Chapter 8 Disorientated

Chapter 8 Disorientated

A year after I quit the force I did move Tay and I to Melbourne. I just wanted to see how it would feel, if I could make it work there, if it would help me to not be so reminded of Amy every time I turned my head. But it didn't work. Being away from her memory, just as Jonesy had predicted all those years ago, was even worse. I just missed her more because I wasn't near her. We were only there four months, but in those four months I could see a change in Tahlia too. She wasn't happy there. I had thought that her being so young she wouldn't notice it. That she would be too young to be affected. But she could feel it, and became one very unhappy child. She would cry at night when I turned the lights off and often seemed to find her way into bed between me and the picture of Amy that sat on my bedside table.

I remember I thought you looked like an angel

Once she was asleep I would always take her back to her own bed, not wanting her to become too attached to someone she simply could never have.

Jonesy and Susie were beyond delighted when I called and told them we were returning to Mt Thomas. We even managed to buy back the house that we had left behind. It was like we had never left. Those four months in Melbourne were a mistake and soon just a memory. Tahlia turned into the child everyone seemed to remember her as, and she was soon taking dance lessons and riding a bike and becoming my closest confidante. I told her about her mother everyday, and never hid the pictures from her the way I had when we lived in Melbourne. Then I had wanted us to create a new life, away from the painful memories, but upon returning I knew that I just couldn't. I am still sure to this day that Amy's memory living right alongside us both will help us to keep going.
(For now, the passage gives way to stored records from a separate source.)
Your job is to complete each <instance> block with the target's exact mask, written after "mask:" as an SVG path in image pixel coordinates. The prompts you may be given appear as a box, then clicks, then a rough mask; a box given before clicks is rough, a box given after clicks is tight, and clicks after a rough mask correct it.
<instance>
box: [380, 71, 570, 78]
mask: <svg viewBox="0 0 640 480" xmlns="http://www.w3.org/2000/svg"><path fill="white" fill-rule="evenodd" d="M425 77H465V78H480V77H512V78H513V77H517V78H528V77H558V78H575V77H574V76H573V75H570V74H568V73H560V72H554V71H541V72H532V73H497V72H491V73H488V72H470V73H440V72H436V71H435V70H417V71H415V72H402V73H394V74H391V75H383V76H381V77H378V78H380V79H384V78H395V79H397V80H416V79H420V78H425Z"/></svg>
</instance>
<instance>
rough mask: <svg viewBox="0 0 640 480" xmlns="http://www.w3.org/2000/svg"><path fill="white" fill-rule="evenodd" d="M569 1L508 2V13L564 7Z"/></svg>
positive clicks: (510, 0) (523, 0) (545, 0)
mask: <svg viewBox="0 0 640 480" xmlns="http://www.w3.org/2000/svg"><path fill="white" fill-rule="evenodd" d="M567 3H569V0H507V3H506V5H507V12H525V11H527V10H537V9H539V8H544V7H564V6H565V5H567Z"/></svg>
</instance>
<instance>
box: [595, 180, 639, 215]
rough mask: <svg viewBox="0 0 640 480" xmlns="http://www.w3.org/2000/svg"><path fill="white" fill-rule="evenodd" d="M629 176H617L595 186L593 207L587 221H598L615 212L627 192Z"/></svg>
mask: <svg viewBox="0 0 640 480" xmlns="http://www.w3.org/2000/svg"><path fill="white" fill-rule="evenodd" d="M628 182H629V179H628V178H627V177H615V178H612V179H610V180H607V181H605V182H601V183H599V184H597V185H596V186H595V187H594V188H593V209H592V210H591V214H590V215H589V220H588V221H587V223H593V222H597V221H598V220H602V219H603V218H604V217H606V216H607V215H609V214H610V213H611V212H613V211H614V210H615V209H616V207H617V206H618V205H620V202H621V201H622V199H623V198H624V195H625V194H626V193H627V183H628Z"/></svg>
But I know she misses her mother. She keeps a photo of her beside her bed the way I do, and I have watched her falling asleep staring at it with droopy eyes. And everytime she reaches a milestone – a birthday, an achievement in school or dance or whatever – I wish that Amy could see it. She would take so much pleasure in watching our little girl be so happy.

Like her mother though, I know she is unhappy inside, but doesn't show it. Like Amy, she puts on a mask to shield herself, even at her young age. I knew that this would happen, because with everyday that passes she becomes more and more like Amy, and I had tried to prepare myself to deal with it. I knew that once she was old enough to realise she didn't have one half of the family unit she was supposed to that it would start to affect her. But when the time did come we couldn't avoid it, and I didn't know what to do. Luckily she is strong, like Amy, and she deals with it as best she can.

And it is only when I am with her, and she is with me that we feel closest to Amy. She slips her hand into mine even as we sit on the couch watching tv right now and I smile at her, knowing she will be ok, just like her mother always was.